The Company anticipates receiving $11.6 million in proceeds from the underwritten public offering and up to $35 million in proceeds from the debt refinancing.

Owlet, Inc. (“Owlet” or the “Company”) (NYSE:OWLT), the pioneer of smart infant monitoring, today announced the pricing of an underwritten public offering of 3,135,136 shares of the Company’s Class A common stock (the “Offering”). The shares of Class A common stock are being sold at a public offering price of $3.70 per share, before underwriting discounts and commissions. All of the shares in the Offering are to be sold by the Company. The gross proceeds to Owlet from the Offering are expected to be approximately $11.6 million, before deducting underwriting discounts and commissions and other offering expenses. The Offering is expected to close on or about September 13, 2024, subject to the satisfaction of customary closing conditions.

Owlet intends to use the net proceeds from the Offering for general corporate purposes, capital expenditures, working capital and general and administrative expenses.

Owlet also announced today its entrance into a term loan agreement with Western Technology Investment (the “Term Loan Agreement”) and a revolving line of credit with Mountain Ridge Capital (the “Credit Agreement,” and together with the “Term Loan Agreement,” the “Debt Refinancing”). The Term Loan Agreement provides for a term loan facility of up to $15 million. The Term Loan Agreement consists of a first tranche of $10 million, with $7.5 million expected to fund shortly after closing and $2.5 million available to fund until December 31, 2024. The second tranche of $5 million is available after June 30, 2025, subject to certain conditions under the Term Loan Agreement. The Credit Agreement provides for a three-year revolving credit facility of up to $15 million, increasing to up to $20 million on the first anniversary of the Credit Agreement’s effective date. As a result of the Debt Refinancing, the Company expects further access to capital and increased operational flexibility.

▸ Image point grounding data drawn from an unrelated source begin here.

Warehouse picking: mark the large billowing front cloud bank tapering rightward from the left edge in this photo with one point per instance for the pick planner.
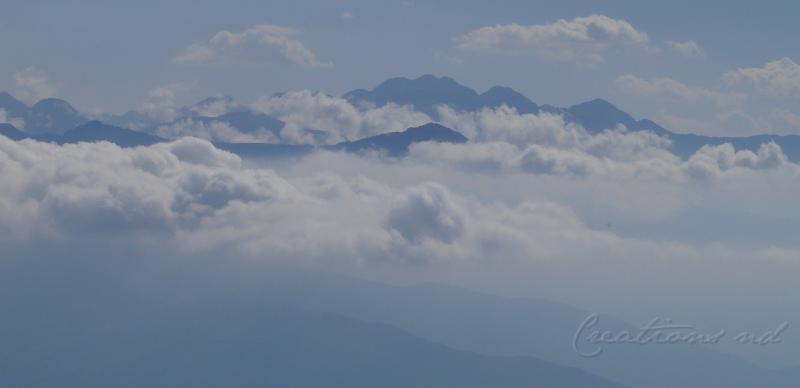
(189, 198)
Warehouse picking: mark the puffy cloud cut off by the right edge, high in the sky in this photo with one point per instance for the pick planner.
(777, 78)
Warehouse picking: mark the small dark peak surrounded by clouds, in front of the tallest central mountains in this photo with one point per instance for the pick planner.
(397, 143)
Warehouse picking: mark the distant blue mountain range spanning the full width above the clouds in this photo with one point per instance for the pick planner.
(52, 119)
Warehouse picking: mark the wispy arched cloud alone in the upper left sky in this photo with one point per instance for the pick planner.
(254, 42)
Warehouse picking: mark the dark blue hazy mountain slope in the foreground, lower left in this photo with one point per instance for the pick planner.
(123, 325)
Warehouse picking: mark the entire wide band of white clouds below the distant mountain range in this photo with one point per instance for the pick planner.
(189, 199)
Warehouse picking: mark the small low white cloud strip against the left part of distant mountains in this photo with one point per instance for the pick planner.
(218, 131)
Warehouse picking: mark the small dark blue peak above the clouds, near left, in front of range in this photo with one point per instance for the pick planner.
(95, 131)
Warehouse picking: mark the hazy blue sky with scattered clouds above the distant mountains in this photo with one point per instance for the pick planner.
(674, 65)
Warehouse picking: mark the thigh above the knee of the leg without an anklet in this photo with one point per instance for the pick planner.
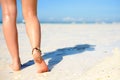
(9, 7)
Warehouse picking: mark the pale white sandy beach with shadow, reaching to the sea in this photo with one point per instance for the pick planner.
(71, 51)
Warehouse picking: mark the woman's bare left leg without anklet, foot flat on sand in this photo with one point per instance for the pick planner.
(9, 13)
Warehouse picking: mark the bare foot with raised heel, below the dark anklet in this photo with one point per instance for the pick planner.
(39, 62)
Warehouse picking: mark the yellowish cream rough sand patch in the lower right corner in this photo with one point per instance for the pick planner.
(108, 69)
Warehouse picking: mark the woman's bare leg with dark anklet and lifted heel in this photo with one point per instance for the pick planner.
(33, 29)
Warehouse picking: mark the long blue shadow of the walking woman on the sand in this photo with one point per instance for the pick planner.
(56, 56)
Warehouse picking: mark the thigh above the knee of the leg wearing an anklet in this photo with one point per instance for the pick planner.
(29, 7)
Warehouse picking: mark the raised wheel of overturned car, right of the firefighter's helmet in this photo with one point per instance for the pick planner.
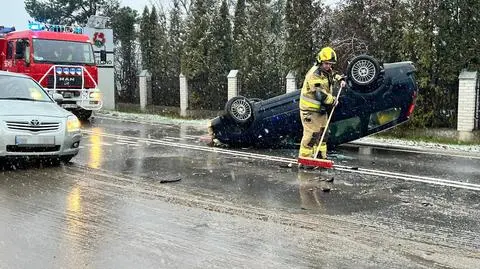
(363, 70)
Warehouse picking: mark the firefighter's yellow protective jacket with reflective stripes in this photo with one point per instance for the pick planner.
(317, 81)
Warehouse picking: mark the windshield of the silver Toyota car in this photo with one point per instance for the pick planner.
(21, 88)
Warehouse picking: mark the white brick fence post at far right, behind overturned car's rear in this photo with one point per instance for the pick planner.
(466, 103)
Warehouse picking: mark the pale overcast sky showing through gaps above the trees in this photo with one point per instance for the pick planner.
(15, 14)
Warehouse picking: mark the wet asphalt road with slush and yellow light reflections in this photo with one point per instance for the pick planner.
(111, 207)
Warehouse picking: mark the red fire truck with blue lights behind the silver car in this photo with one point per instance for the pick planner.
(60, 58)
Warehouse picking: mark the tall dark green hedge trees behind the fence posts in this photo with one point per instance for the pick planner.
(268, 38)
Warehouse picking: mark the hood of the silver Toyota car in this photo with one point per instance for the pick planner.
(27, 108)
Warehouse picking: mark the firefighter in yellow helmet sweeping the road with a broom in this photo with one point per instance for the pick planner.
(315, 96)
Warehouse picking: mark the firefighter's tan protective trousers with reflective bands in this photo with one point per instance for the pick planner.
(313, 125)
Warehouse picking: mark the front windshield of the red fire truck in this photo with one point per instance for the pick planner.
(62, 52)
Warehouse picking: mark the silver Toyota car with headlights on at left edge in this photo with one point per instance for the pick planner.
(32, 124)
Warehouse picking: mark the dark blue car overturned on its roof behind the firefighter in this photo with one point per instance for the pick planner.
(378, 97)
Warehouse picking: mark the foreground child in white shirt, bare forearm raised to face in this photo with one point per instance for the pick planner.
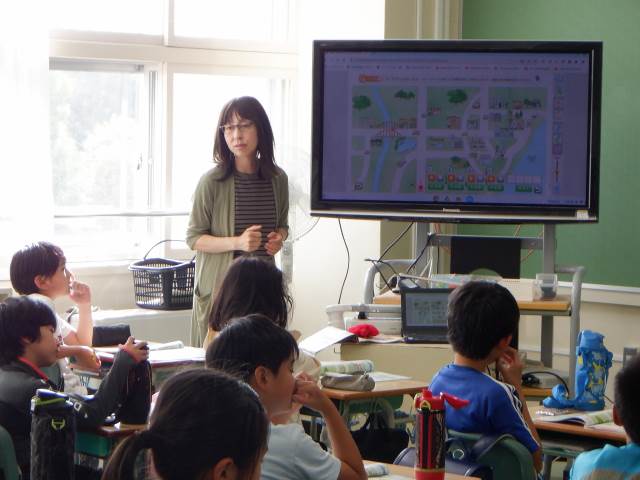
(262, 354)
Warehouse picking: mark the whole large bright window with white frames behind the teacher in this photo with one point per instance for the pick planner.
(130, 139)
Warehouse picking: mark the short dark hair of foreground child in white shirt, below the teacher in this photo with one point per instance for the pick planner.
(248, 343)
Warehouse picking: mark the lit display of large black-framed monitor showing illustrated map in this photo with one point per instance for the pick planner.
(456, 127)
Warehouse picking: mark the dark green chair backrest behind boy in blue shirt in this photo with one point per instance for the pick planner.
(504, 454)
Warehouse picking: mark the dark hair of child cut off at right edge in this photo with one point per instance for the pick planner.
(627, 398)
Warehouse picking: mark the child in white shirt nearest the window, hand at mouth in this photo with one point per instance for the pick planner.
(40, 271)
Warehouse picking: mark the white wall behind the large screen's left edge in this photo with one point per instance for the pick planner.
(320, 257)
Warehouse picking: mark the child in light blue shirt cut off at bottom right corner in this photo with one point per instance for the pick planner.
(617, 463)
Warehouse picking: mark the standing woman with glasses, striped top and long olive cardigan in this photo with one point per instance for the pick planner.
(240, 207)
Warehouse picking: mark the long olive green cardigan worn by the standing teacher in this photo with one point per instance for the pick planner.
(213, 213)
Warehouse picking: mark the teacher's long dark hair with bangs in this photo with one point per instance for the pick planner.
(247, 108)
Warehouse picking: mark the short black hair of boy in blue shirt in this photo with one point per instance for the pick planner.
(480, 315)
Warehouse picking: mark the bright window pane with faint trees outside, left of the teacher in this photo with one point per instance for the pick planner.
(103, 133)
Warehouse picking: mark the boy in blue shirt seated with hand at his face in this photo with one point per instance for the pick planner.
(482, 319)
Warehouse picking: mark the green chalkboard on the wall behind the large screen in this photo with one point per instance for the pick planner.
(610, 249)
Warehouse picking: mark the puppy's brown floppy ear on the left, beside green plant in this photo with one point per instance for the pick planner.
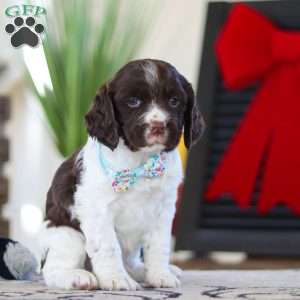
(100, 120)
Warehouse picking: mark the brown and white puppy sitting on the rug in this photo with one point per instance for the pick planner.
(115, 197)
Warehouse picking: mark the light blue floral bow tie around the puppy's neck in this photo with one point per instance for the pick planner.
(125, 179)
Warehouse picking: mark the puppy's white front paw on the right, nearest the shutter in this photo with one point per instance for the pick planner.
(161, 279)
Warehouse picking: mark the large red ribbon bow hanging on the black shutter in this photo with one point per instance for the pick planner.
(251, 48)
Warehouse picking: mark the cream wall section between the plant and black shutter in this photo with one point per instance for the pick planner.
(177, 35)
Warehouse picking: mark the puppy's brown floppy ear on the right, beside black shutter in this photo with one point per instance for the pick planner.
(194, 124)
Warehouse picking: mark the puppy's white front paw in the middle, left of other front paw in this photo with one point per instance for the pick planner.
(117, 281)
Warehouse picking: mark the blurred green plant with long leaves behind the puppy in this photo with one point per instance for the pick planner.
(82, 52)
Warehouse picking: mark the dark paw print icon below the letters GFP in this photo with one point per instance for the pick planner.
(24, 33)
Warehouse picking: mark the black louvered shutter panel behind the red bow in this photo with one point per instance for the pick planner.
(222, 225)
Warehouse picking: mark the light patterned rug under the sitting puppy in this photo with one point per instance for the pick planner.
(196, 285)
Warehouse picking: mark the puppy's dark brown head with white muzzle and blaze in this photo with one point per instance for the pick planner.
(147, 103)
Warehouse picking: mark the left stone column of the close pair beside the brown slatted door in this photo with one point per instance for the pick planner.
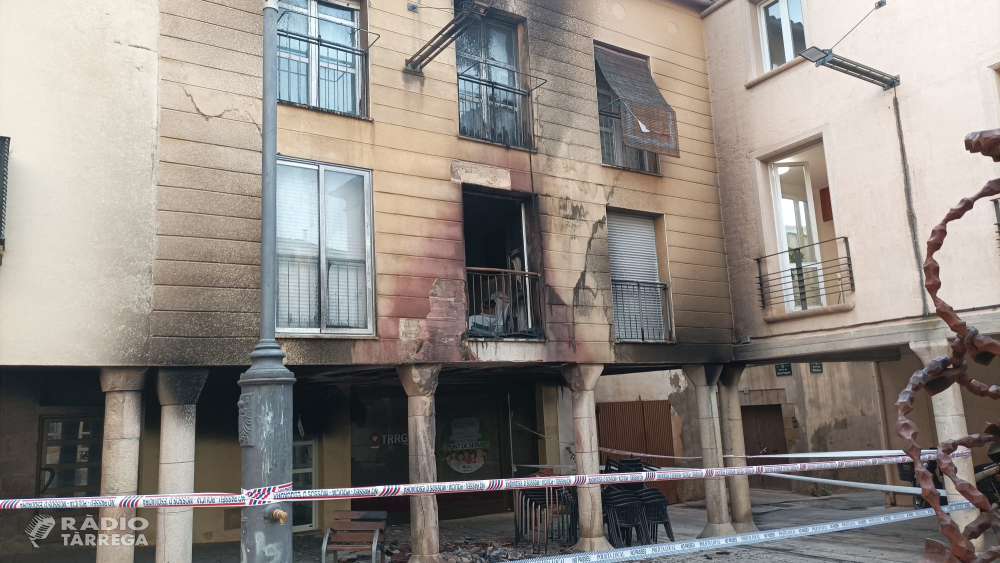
(704, 377)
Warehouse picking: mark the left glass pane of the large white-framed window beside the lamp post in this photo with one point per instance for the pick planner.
(298, 247)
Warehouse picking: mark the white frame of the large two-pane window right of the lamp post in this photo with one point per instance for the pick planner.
(369, 330)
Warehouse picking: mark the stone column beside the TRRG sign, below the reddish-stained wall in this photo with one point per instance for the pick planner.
(420, 382)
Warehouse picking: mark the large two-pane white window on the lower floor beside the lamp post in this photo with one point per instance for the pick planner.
(325, 277)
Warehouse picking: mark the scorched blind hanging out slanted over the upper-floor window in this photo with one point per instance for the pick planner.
(648, 122)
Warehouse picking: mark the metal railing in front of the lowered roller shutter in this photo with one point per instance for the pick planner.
(642, 311)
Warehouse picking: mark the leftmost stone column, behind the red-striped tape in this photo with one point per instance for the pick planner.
(120, 455)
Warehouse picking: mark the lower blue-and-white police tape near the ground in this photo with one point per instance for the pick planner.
(739, 540)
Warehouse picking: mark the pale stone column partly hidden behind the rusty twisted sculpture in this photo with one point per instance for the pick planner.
(949, 420)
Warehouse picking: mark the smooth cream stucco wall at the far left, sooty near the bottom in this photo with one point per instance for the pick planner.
(78, 98)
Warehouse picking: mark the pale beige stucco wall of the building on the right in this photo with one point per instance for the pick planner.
(944, 56)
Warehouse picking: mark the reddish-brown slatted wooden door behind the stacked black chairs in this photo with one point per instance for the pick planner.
(642, 427)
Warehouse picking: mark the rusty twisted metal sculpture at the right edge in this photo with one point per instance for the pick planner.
(939, 375)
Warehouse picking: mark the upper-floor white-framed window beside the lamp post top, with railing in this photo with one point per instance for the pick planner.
(321, 62)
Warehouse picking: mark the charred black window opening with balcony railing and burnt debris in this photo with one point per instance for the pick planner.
(502, 292)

Titan Partners Group, a division of American Capital Partners, is acting as the sole bookrunner for the Offering and served as financial advisor to the Company on its Debt Refinancing.

The securities described above are being offered by Owlet pursuant to an effective shelf registration statement on Form S-3 that was previously filed with the U.S. Securities and Exchange Commission, or the SEC. The offering is being made only by means of a written prospectus and prospectus supplement that form a part of the registration statement, copies of which may be obtained, when available, by request from: Titan Partners Group LLC, a division of American Capital Partners, LLC, 4 World Trade Center, 29th Floor, New York, NY 10007, by phone at (929) 833-1246 or by email at prospectus@titanpartnersgrp.com.

This press release shall not constitute an offer to sell or a solicitation of an offer to buy these securities, nor shall there be any sale of these securities in any state or other jurisdiction in which such offer, solicitation or sale would be unlawful prior to the registration or qualification under the securities laws of any such state or other jurisdiction.

About Owlet, Inc.

Owlet’s digital health infant monitoring platform is transforming the journey of parenting. Owlet, a small-cap healthcare growth equity, offers FDA-authorized medical and consumer pediatric wearables and an integrated HD visual and audio camera that provide real-time data and insights to parents who safeguard health, optimize wellness, and ensure peaceful sleep, for their children. Since 2012, over 2 million parents worldwide have used Owlet’s platform contributing to one of the largest collections of consumer infant health and sleep data. The Company continues to develop software and digital data solutions to bridge the current healthcare gap between hospital and home and bring new insights to parents and caregivers globally. Owlet believes that every child deserves to live a long, happy, and healthy life.

Legal Notice Regarding Forward-Looking Statements

This press release contains forward-looking statements. All statements other than statements of historical facts contained herein, including without limitation statements regarding the completion of the public offering and the availability and amount of proceeds under the Debt Refinancing are forward-looking statements reflecting the current beliefs and expectations of Owlet’s management made pursuant to the safe harbor provisions of the Private Securities Litigation Reform Act of 1995. Forward-looking statements represent Owlet’s current expectations regarding future events and are subject to known and unknown risks and uncertainties that could cause actual results to differ materially from those implied by the forward-looking statements. Among those risks and uncertainties are market conditions, including market interest rates, the trading price and volatility of Owlet’s Class A common stock, the satisfaction of closing conditions related to the proposed public offering, and risks relating to Owlet’s business, including those risks described in periodic reports that Owlet files from time to time with the SEC, as well as the preliminary prospectus supplement and accompanying prospectus relating to the proposed public offering. The forward-looking statements included in this press release speak only as of the date of this press release, and Owlet does not undertake to update the statements included in this press release for subsequent developments, except as may be required by law.